Keane im Ozean des Ultra-Pops
Nach jahrelanger Pause spielen Keane erstmals wieder in Zürich. Von der Dramatik der letzten Jahre ist kaum etwas zu spüren – das Set wirkt recht gleichförmig und lieblich.
Dass Keane samt Sänger Tom Chaplin am Freitagabend in der Halle 622 in Oerlikon vor Hunderten von Fans steht, gleicht einem kleinen Wunder. Denn in einer Nacht vor etwa fünf Jahren starb Chaplin fast an den Auswirkungen seines exzessiven Drogenkonsums.
Auch wenn das wahre Genie hinter den Keane-Songs Keyboarder Tim Rice-Oxley ist, so kann sich ein Fan das Britpop-Ensemble ohne Chaplins engelhaftes Organ kaum vorstellen. Und das Wissen um die dunkle Geschichte der letzten Jahre verleiht Chaplins stimmlicher Reinheit einen bewegenden emotionalen Kontrast, der vor allem in den Balladen zum Tragen kommt.
Etwas gar naheliegender Start
Die Band hat mit Cause and Effect ein relativ neues Album am Start, das sie derzeit betourt. Mit dem ersten Song, You’re not home, eröffnet Keane die Show – es ist der übliche, naheliegende Konzertbeginn einer albumorientierten Band. Und damit auch ein bisschen langweilig.

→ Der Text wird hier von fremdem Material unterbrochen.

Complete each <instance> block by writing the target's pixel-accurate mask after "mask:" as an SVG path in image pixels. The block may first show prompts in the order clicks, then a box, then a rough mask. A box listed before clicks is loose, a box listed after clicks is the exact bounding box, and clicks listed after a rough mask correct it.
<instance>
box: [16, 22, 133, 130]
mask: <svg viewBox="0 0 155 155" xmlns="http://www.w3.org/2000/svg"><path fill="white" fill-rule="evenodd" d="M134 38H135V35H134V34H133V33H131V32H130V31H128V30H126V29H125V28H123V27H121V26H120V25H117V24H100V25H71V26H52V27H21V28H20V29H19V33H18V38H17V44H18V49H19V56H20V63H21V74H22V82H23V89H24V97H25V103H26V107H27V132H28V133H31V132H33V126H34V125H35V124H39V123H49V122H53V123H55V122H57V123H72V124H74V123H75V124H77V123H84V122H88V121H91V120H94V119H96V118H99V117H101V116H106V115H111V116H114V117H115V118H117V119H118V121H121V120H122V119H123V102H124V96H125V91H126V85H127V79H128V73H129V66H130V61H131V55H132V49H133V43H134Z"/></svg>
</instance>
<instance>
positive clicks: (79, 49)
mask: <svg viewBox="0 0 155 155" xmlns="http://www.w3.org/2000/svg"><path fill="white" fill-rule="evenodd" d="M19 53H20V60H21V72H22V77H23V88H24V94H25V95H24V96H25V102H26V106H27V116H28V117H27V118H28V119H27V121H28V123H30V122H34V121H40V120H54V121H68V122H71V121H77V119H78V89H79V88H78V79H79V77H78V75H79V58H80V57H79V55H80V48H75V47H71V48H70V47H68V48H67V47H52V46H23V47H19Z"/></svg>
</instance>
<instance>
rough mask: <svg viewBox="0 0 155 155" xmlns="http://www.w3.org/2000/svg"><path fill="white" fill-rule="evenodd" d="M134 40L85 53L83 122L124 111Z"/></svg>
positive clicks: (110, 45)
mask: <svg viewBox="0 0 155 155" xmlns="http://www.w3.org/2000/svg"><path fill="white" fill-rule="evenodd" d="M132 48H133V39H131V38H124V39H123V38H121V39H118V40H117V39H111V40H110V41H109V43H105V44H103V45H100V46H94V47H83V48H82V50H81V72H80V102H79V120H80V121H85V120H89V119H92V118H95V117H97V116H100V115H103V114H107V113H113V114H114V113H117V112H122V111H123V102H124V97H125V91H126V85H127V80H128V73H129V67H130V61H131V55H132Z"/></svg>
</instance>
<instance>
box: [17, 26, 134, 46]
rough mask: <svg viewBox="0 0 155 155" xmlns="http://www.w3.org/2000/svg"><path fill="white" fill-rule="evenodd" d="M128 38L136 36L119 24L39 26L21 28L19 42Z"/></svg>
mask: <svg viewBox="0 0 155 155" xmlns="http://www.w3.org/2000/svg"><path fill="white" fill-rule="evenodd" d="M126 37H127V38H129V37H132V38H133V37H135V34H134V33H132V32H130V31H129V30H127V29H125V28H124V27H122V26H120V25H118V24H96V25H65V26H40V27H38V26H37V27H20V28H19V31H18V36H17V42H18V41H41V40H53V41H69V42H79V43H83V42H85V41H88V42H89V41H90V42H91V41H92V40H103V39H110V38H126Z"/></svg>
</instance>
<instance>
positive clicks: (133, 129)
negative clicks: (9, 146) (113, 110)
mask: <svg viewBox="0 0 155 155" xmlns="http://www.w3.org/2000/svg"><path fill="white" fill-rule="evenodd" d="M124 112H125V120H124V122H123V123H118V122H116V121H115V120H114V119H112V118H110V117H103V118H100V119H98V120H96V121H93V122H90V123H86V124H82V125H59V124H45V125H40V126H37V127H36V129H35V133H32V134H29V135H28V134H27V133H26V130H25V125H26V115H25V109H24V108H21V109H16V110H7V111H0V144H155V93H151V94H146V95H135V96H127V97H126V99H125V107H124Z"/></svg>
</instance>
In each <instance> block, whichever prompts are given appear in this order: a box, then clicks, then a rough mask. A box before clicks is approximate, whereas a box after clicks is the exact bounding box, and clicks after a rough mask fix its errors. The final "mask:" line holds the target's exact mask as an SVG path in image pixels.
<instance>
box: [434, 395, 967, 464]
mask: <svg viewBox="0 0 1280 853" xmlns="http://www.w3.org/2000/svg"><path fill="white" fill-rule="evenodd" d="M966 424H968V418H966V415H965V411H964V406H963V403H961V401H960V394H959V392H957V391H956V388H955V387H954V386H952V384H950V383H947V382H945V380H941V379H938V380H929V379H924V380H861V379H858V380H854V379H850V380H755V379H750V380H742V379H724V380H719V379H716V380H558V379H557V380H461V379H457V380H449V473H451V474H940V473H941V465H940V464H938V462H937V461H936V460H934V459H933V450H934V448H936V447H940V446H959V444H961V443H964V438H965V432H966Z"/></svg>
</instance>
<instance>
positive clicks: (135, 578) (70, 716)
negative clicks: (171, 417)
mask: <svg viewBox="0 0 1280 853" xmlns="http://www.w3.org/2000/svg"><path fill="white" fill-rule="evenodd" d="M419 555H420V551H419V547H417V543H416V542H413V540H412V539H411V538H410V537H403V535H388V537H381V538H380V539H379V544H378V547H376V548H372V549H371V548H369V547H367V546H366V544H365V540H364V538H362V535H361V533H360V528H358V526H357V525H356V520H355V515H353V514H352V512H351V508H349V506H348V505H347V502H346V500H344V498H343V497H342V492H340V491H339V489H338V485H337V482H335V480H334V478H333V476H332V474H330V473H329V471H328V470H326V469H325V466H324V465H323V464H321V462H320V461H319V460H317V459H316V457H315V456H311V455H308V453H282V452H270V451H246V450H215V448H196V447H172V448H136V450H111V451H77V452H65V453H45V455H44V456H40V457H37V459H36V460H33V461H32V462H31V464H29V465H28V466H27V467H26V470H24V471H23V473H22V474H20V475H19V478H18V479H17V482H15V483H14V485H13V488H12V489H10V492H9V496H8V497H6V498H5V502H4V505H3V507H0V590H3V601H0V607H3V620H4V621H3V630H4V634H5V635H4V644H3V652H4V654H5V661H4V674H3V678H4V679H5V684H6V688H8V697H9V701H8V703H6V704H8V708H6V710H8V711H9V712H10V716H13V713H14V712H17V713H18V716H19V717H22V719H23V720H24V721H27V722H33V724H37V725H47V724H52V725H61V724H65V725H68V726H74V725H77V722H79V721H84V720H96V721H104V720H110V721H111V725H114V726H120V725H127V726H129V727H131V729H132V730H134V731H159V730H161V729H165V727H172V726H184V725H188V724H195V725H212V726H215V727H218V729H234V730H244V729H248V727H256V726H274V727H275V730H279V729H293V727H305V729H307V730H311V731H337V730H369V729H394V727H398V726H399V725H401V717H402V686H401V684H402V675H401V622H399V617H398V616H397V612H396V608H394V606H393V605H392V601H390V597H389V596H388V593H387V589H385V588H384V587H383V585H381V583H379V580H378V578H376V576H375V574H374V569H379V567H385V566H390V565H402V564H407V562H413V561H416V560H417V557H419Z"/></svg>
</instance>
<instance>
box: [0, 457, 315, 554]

Dagegen kämpfen die Musiker auch nicht an. So schwankt die «Band ohne Gitarre» zwischen Erwartbarem und kleinen Pointen. Fürs Publikum sind die Songs des ersten Albums Hopes & Fears die Highlights, weil es diese offensichtlich am besten kennt.
Die Kraft der Balladen
Musikalisch sind die grossen Momente indes Balladen wie Strange Room oder She has no Time und schliesslich auch Try Again, das Chaplin und Rice-Oxley zu zweit interpretieren. In diesen Songs kommt die melodiöse Kraft der Kompositionen, kombiniert mit Chaplins glasklarer und unfassbar präziser Intonation, am stärksten zum Tragen – diese Kombination zeichnet Keane im Grunde aus.
Viele der anderen Songs, wenngleich aus über 15 Jahren Bandgeschichte und von fünf Alben, verschwimmen zu Gleichförmigkeit. Die Dynamik des Sounds verändert sich minimal, die Grooves sind meist schleppend, die Melodien hübsch, aber nicht umwerfend, weil ihnen die Überraschungsmomente, Brüche oder Ecken und Kanten fehlen.
Dazu kommen die stets dominierenden Piano- und Synth-Teppiche, die dazu führen, dass sich Keane zuweilen anhört, als würde ein Boygroup-Sänger die schwächsten Elton-John-Songs trällern. Doch das ist eben nur die eine Seite.
Auf der anderen stehen nebst den Balladen die Kracher vom zweiten Album Under The Iron Sea, in denen Rice-Oxley einen verzerrten, der E-Gitarre nachempfundenen Keyboardsound einsetzt und die allein wegen dieser Klangwahl wie kleine rockige Inseln aus dem Pop-Ozean auftauchen. Höhepunkt ist A Bad Dream, das zwar schleppend balladesk startet, dann aber zweimal in psychedelisch irrwitzige Instrumentalparts übergeht, die völlig aus dem Keane-Rahmen fallen.
Erwähnenswert ist zudem Spiralling, der einzige Song, den Keane vom Album Perfect Symmetry bringt. Das Album war den Fans mit seiner New-Wave-Tonalität und den dominierenden Elektroelementen zu experimentell und generierte keine echten Hits. Dafür fällt Spiralling im ultrapoppigen Set plötzlich positiv auf – ein Duran-Duran-Moment.
Schön ist das, was Keane in Zürich präsentieren, allemal. Alleine schon wegen Tom Chaplins unglaublicher stimmlicher Reichweite und der fast schon knabenchormässigen Klangfarbe. Seine dunklen Seiten gibt der Sänger dabei aber kaum preis. Nur einmal, als er Strange Room ankündigt, erhascht man eine Spur dieser inneren Kämpfe. Den Song habe er intuitiv als die schönste Komposition auf dem neuen Album empfunden, sagt er. Vermutlich, weil es darin ums Verlorensein gehe, um eine Person, die selbst nicht in der Lage sei, einen Weg im eigenen Leben zu sehen.